With more targeted measures passed, Congress will have demonstrated to Big Tech that it can get things done. This may even encourage a broader set of tech companies to support bills that would enact even more antitrust reforms, like AICOA.
An alternative strategy has been circulating in antitrust reform circles: the all-or-nothing gambit. This strategy calls on Congress to vote for OAMA, AICOA, and the Antitrust Reform Package together. This hail-Mary strategy makes easier-to-pass bills, like OAMA and the Antitrust Reform Package, sacrificial lambs. And it lets Big Tech unite in a none-of-the-above strategy. Frankly, the Antitrust Reform Package and OAMA’s broad popularity is not enough to carry AICOA. Due to the enormous scope of AICOA in comparison to those bills, it’d be like asking an ant to carry a boulder over a hill.

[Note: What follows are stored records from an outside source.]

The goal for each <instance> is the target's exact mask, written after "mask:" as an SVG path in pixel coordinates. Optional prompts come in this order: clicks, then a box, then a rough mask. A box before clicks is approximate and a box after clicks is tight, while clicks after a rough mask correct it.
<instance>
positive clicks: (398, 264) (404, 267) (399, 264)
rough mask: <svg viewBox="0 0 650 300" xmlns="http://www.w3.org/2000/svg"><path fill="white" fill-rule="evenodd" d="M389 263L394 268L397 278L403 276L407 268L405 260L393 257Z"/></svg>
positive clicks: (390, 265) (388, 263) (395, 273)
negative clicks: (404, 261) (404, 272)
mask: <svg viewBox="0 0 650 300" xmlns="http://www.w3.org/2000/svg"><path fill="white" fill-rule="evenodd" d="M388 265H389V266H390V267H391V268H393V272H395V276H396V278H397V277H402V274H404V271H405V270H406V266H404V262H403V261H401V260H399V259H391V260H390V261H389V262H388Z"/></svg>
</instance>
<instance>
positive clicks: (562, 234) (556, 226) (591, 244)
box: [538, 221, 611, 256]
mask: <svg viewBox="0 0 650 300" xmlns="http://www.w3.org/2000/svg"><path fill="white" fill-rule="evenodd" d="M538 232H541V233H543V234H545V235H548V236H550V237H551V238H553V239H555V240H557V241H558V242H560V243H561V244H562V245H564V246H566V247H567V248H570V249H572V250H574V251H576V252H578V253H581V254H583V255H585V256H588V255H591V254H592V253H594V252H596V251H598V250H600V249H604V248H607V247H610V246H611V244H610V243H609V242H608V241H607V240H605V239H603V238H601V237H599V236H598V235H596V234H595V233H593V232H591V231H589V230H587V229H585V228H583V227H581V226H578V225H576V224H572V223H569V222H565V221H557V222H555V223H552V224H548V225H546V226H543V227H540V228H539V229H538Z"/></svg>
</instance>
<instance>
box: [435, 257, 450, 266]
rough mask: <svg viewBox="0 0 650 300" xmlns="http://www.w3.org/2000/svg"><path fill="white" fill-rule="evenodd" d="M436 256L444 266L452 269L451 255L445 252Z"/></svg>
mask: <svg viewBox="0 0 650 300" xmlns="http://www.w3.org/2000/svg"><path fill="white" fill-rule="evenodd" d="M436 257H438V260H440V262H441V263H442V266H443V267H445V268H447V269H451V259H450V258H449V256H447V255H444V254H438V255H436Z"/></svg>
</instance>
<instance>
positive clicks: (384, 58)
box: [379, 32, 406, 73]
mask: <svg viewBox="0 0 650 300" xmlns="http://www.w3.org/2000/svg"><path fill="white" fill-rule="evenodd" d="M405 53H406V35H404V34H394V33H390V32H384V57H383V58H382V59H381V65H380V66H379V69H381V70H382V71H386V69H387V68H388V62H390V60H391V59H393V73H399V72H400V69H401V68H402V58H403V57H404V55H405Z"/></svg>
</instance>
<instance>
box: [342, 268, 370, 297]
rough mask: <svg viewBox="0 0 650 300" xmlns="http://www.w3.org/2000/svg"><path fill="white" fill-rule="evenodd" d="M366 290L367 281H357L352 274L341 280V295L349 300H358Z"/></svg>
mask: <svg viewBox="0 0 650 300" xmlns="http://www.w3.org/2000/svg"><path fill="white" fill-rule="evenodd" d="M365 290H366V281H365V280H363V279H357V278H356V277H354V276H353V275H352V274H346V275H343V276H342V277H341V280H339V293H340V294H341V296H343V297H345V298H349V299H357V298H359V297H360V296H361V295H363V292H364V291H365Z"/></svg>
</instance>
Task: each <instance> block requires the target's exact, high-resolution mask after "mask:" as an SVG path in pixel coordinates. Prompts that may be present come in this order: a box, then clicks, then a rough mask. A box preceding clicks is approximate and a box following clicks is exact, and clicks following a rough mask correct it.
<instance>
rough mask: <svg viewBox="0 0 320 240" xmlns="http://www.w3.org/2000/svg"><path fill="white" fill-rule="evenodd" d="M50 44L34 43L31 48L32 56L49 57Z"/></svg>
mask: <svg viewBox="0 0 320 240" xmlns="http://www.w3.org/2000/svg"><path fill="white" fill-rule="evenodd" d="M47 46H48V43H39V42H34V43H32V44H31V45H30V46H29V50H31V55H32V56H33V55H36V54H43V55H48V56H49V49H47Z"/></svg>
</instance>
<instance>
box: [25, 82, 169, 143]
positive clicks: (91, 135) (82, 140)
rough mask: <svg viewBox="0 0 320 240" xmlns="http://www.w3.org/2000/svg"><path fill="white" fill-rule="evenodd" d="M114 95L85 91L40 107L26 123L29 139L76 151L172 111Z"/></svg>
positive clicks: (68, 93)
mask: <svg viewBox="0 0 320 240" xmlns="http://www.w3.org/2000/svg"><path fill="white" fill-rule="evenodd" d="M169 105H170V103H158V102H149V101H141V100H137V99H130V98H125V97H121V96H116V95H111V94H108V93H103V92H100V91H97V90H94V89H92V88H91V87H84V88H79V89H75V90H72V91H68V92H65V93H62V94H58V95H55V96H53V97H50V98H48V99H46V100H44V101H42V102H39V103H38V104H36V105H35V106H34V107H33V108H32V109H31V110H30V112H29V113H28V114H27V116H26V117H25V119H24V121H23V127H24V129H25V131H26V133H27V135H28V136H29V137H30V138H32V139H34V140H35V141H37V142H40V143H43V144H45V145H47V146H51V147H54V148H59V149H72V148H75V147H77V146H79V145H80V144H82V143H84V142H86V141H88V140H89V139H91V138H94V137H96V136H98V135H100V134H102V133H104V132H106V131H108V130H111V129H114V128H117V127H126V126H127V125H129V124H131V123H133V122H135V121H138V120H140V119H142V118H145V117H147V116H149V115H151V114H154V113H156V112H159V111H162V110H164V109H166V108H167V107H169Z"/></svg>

As of now, Congress has a choice. We can let the perfect be the enemy of the good and lose, or, as Coach D’Amato put it, “we can fight our way back” and “climb out of hell, one inch at a time.”
Joel Thayer is president of the Digital Progress Institute and an attorney based in Washington, DC. The Digital Progress Institute is a DC nonprofit seeking to bridge the policy divide between telecom and tech through bipartisan consensus.
The views expressed in this article are the writer’s own.